Giving Compass' Take:

• David G. Victor calls for a greater focus on the impacts of climate change on the ocean, often overlooked in adaption efforts. 

• How can funders bring attention to the impacts of climate change on ocean ecosystems? 

• Learn how climate change threatens fisheries


For decades, most policy discussions about climate change have focused on cutting emissions. That approach has been understandable because it is emissions that cause climate warming as well as a buildup of carbon dioxide that leads to ocean acidification. Only deep cuts in emissions can stop and eventually reverse these effects. But the bad news in all this is that efforts to control emissions haven’t gone well. Emissions are higher today than ever before, and there is a growing gap between the real trajectory of emissions and what’s needed to stop warming ...

As emissions accumulate so does the need to focus on impacts. One pattern in the INDCs that is quite striking is that it is the advanced industrialized countries that, in their INDCs, pay the least attention to impacts — notably in the oceans. That’s because, we think, the industrialized countries continue to frame the climate change problem as one about controlling emissions. While they pay attention to managing climate impacts at home — what is often called adaptation — they see the coordination of emission controls as the central function of international cooperation.

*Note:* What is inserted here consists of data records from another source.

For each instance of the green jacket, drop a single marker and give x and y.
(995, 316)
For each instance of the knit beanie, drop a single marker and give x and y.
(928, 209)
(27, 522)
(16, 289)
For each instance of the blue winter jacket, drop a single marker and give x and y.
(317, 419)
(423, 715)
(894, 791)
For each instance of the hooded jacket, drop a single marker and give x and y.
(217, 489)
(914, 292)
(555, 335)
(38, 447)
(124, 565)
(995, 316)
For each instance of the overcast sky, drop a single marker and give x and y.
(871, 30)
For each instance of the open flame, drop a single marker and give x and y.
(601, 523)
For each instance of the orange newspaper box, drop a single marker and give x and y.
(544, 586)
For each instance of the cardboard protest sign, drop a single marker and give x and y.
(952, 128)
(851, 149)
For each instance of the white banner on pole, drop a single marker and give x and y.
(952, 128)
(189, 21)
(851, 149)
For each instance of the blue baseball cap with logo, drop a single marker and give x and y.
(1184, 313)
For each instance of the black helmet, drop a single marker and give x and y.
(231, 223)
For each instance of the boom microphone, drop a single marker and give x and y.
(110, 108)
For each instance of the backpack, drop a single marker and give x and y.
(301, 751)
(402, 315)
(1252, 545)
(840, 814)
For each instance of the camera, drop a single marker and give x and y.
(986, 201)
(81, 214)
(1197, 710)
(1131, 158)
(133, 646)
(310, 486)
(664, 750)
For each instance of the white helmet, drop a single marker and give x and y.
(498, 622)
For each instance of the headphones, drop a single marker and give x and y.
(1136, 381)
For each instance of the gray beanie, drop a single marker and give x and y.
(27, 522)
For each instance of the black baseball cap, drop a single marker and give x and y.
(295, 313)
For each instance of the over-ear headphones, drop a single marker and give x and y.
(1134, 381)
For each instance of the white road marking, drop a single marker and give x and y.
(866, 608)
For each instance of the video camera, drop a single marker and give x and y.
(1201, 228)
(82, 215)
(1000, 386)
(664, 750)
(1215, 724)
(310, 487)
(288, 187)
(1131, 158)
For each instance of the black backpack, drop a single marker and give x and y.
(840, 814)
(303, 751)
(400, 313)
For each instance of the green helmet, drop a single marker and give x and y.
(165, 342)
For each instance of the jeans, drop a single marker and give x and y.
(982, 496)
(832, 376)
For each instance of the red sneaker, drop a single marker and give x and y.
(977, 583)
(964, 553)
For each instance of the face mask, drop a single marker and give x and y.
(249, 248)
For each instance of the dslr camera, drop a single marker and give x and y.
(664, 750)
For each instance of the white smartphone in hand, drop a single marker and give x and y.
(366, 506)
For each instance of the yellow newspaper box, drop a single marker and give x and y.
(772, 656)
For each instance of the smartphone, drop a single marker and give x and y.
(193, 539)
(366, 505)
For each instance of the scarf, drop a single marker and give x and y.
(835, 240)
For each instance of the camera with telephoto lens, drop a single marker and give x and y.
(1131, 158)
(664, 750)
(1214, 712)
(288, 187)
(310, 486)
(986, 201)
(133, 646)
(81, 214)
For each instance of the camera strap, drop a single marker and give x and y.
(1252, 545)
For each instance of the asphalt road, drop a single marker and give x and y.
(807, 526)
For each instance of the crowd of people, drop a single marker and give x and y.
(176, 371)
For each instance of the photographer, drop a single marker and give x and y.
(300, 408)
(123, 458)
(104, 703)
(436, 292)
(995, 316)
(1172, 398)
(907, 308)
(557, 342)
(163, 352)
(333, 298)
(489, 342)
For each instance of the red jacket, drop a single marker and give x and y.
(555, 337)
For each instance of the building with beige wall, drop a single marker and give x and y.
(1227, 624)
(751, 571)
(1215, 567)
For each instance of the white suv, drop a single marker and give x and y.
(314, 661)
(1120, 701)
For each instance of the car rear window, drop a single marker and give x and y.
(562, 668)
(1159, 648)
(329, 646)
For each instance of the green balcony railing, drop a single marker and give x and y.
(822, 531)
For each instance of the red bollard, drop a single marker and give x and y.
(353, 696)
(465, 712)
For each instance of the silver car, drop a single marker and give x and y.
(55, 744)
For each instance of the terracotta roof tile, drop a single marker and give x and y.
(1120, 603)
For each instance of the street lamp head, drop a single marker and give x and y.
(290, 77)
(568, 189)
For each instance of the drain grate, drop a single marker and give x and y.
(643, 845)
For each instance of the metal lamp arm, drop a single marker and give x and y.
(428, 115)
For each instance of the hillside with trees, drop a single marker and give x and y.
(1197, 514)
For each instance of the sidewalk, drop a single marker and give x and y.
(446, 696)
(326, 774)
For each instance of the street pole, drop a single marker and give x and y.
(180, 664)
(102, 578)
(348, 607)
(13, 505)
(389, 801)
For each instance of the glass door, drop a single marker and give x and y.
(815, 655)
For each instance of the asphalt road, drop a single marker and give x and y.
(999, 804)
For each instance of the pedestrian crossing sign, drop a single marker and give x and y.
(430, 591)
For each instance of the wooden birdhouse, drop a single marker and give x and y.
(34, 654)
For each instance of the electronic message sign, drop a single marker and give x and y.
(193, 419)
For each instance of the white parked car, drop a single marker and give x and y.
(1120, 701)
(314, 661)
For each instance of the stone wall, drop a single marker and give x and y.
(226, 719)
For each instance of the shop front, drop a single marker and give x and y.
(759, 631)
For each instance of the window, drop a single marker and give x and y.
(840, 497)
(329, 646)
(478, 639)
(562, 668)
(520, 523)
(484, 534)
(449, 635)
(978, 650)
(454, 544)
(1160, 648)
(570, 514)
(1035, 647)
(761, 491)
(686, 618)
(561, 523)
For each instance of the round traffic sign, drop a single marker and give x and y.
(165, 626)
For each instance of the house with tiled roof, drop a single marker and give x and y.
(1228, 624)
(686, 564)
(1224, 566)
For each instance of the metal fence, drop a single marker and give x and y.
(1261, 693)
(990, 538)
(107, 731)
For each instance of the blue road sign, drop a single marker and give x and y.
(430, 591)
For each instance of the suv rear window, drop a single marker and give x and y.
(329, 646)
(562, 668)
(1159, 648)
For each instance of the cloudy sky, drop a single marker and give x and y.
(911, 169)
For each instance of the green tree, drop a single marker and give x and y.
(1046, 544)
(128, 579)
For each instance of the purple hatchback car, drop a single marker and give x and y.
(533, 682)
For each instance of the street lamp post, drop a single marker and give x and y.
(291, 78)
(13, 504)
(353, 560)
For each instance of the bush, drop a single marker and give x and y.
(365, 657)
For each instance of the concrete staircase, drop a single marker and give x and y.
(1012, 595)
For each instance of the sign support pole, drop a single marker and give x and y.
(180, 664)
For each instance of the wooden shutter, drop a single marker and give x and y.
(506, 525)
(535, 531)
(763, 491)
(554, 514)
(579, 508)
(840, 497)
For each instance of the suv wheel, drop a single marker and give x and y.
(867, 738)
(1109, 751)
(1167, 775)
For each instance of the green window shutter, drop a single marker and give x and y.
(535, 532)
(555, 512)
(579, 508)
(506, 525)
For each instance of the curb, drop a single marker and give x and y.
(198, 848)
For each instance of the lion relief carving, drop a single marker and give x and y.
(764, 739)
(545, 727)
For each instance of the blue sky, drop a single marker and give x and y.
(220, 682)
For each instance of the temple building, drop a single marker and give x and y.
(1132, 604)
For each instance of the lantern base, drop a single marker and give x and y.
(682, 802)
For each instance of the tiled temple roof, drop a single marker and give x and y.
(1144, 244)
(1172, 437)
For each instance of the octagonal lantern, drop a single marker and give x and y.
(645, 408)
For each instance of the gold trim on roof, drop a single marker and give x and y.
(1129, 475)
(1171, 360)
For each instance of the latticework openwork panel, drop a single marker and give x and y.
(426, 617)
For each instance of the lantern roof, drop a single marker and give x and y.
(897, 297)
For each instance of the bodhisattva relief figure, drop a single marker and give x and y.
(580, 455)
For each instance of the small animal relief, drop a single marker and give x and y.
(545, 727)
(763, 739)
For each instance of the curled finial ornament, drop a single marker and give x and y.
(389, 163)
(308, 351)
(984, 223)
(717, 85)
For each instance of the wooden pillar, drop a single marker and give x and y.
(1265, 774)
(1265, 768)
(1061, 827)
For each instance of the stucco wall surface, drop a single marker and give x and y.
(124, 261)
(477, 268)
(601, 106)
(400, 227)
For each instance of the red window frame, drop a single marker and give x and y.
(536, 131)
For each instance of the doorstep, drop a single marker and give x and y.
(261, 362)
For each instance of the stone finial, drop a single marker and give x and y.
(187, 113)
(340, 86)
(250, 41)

The developing countries are quite different, and for good reason. For years it has been clear that these nations are systematically more vulnerable to big changes in climate, and for coastal countries, the substantial impacts to their ocean ecosystems that come from warming, acidification, and oxygen loss. Many consider that it is the responsibility of other nations that caused most emissions to clean up the mess; meanwhile, these governments on the front lines must get ready to adapt.